China has angered the Chinese government over the Australian government’s proposal last year to set up an independent investigation team to go to China to investigate Wuhan New Crown pneumonia. Although China has stopped importing foodstuffs such as wine, barley and lobster from Australia as well as raising tariffs, the total amount of Australian exports to China has risen rather than fallen.
According to the latest data, Australia’s total exports to China increased by 12 percent in December last year, even the fourth highest in the history of Australia’s foreign trade surplus.
Suspension of China-Australia Strategic Economic Dialogue mechanism does not affect trade
Wu Qiang, a former lecturer in the political science department at Tsinghua University in Beijing, said in an interview with the station that China’s suspension of all activities under the China-Australia Strategic Economic Dialogue mechanism indicates a further escalation of the diplomatic war between the two countries. This escalation is of course a prudent step, it is only a suspension of the freeze on exchanges and dialogue with Australia at the policy level, but it does not mean the end of trade relations between the two sides,” he said. In the usual Chinese parlance, the cold face thrown at Australia by China’s diplomatic warfare is a small step in response to the current tensions in China-Australia relations.”

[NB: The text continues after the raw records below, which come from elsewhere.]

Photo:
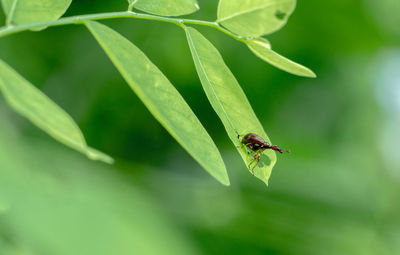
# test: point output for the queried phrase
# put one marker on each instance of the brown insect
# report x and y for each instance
(257, 145)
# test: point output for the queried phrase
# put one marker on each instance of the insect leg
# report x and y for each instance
(238, 134)
(258, 161)
(256, 157)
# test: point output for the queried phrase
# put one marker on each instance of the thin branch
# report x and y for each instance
(11, 29)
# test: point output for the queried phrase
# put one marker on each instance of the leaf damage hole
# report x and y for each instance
(280, 15)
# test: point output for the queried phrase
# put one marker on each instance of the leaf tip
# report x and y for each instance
(97, 155)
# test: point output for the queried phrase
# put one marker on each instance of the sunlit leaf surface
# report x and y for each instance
(29, 11)
(30, 102)
(166, 7)
(161, 98)
(262, 49)
(254, 18)
(228, 99)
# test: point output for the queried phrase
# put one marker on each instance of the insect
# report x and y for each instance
(257, 145)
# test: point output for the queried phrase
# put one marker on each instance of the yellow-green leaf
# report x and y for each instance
(262, 49)
(228, 99)
(30, 11)
(166, 7)
(30, 102)
(161, 98)
(254, 18)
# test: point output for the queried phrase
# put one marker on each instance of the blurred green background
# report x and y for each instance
(337, 193)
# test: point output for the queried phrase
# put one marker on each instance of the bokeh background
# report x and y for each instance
(337, 193)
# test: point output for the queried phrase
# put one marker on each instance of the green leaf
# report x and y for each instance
(44, 113)
(262, 49)
(254, 18)
(161, 98)
(166, 7)
(20, 12)
(228, 99)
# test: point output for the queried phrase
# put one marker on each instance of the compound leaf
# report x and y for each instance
(262, 49)
(228, 99)
(161, 98)
(20, 12)
(254, 18)
(30, 102)
(166, 7)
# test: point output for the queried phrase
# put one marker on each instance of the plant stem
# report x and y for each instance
(11, 29)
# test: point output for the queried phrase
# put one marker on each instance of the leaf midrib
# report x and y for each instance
(209, 81)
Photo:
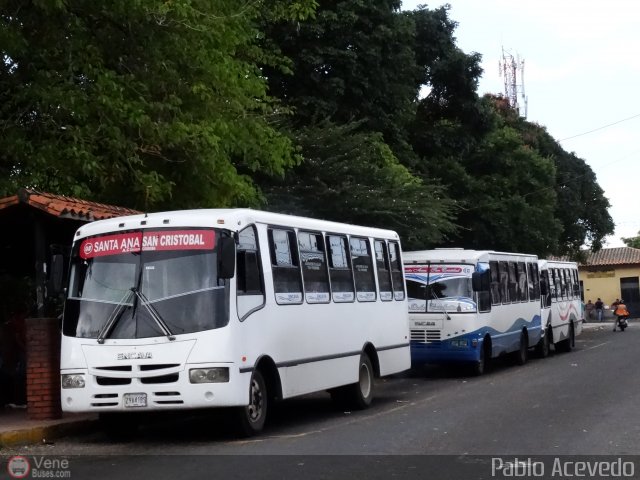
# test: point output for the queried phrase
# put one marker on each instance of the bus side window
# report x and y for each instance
(287, 281)
(513, 283)
(576, 284)
(363, 269)
(340, 273)
(504, 282)
(396, 271)
(495, 283)
(523, 288)
(314, 267)
(384, 272)
(532, 286)
(249, 285)
(557, 286)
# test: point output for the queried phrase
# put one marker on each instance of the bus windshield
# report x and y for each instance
(441, 288)
(145, 284)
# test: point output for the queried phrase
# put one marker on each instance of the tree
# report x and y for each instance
(141, 103)
(353, 177)
(581, 206)
(633, 242)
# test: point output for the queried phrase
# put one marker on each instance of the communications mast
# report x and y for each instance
(512, 70)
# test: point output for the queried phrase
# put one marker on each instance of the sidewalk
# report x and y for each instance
(17, 429)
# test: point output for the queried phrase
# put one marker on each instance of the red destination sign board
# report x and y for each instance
(147, 242)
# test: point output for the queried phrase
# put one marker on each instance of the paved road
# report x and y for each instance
(581, 403)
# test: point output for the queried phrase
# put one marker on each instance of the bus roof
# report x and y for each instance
(234, 219)
(460, 255)
(544, 263)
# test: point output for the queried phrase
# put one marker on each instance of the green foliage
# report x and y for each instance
(581, 207)
(365, 113)
(354, 177)
(141, 103)
(633, 242)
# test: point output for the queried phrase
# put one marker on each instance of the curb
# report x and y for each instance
(43, 434)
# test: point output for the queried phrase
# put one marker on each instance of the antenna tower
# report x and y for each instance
(510, 68)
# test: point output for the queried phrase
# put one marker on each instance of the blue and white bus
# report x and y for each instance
(468, 306)
(562, 314)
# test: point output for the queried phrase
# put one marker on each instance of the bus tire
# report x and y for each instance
(482, 365)
(523, 350)
(544, 345)
(359, 395)
(251, 418)
(567, 344)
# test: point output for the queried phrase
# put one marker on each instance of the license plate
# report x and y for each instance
(135, 399)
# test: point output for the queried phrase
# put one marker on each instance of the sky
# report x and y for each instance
(581, 72)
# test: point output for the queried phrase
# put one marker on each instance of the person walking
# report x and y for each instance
(589, 309)
(620, 312)
(599, 309)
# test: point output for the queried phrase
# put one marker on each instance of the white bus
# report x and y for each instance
(228, 308)
(468, 306)
(562, 314)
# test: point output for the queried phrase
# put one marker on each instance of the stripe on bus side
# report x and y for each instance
(303, 361)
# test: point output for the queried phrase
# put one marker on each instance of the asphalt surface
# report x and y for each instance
(580, 403)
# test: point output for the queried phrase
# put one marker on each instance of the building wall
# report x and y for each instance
(604, 282)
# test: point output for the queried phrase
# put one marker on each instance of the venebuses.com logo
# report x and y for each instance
(19, 466)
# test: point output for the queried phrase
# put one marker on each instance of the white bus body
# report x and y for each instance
(455, 320)
(562, 314)
(152, 322)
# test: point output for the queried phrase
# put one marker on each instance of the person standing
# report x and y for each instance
(589, 308)
(599, 310)
(620, 312)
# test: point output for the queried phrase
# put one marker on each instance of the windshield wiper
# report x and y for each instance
(154, 314)
(444, 309)
(114, 317)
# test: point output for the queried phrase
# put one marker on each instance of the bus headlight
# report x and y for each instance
(74, 380)
(209, 375)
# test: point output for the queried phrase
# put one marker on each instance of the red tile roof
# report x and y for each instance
(65, 207)
(614, 256)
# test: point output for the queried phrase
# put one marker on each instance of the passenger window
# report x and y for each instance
(287, 281)
(504, 282)
(384, 272)
(314, 267)
(513, 283)
(340, 271)
(363, 269)
(249, 285)
(397, 276)
(495, 283)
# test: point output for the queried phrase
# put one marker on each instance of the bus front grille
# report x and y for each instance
(422, 335)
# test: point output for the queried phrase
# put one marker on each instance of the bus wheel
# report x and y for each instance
(252, 417)
(567, 344)
(543, 346)
(522, 353)
(359, 395)
(481, 366)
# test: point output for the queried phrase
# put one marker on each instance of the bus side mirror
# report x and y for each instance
(226, 257)
(481, 281)
(56, 274)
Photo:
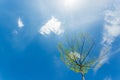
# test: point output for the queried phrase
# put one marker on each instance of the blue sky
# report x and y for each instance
(31, 29)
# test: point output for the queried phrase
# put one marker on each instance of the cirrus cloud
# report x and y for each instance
(52, 26)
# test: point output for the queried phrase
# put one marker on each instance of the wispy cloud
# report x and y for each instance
(52, 26)
(108, 78)
(20, 23)
(110, 33)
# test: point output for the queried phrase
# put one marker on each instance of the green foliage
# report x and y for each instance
(75, 53)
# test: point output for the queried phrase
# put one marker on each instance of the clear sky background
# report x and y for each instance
(31, 29)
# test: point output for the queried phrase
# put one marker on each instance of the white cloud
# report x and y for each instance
(108, 78)
(52, 26)
(110, 33)
(20, 23)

The “China-Australia Strategic Economic Dialogue” began in June 2014, when Australia’s then Federal Treasurer Hockey and Trade and Investment Minister Robb held their first dialogue with Xu Shaoshi, then director of China’s National Development and Reform Commission, during a visit to China; in November, Chinese President Xi Jinping visited Australia and met with then Australian Prime Minister Tony Abbott to In November, Chinese President Xi Jinping visited Australia and announced jointly with then Australian Prime Minister Tony Abbott the completion of the China-Australia FTA negotiations. The agreement came into force the following year.
Financial Scholar Commander believes that the current Sino-Australian relationship is at a new historic low and that China’s suspension of the Strategic Economic Dialogue mechanism with Australia is still aimed at putting pressure on the other side: “China is very clear that it hopes that Australia will somehow deter Canberra’s propaganda on the China threat theory when the G7 meets in the West and not join the G7 in in condemning China.”
As the diplomatic war between Beijing and Canberra escalates, the Australian federal government recently revoked the Belt and Road agreement between China and the country’s state of Victoria. Peter Dutton, who has just become federal defense minister, also recently made it clear that he is carefully considering China’s Lanqiao Group’s 99-year lease of the Port of Darwin.
The Australian government had not yet made a public response to the NDRC’s statement by the time we went to press.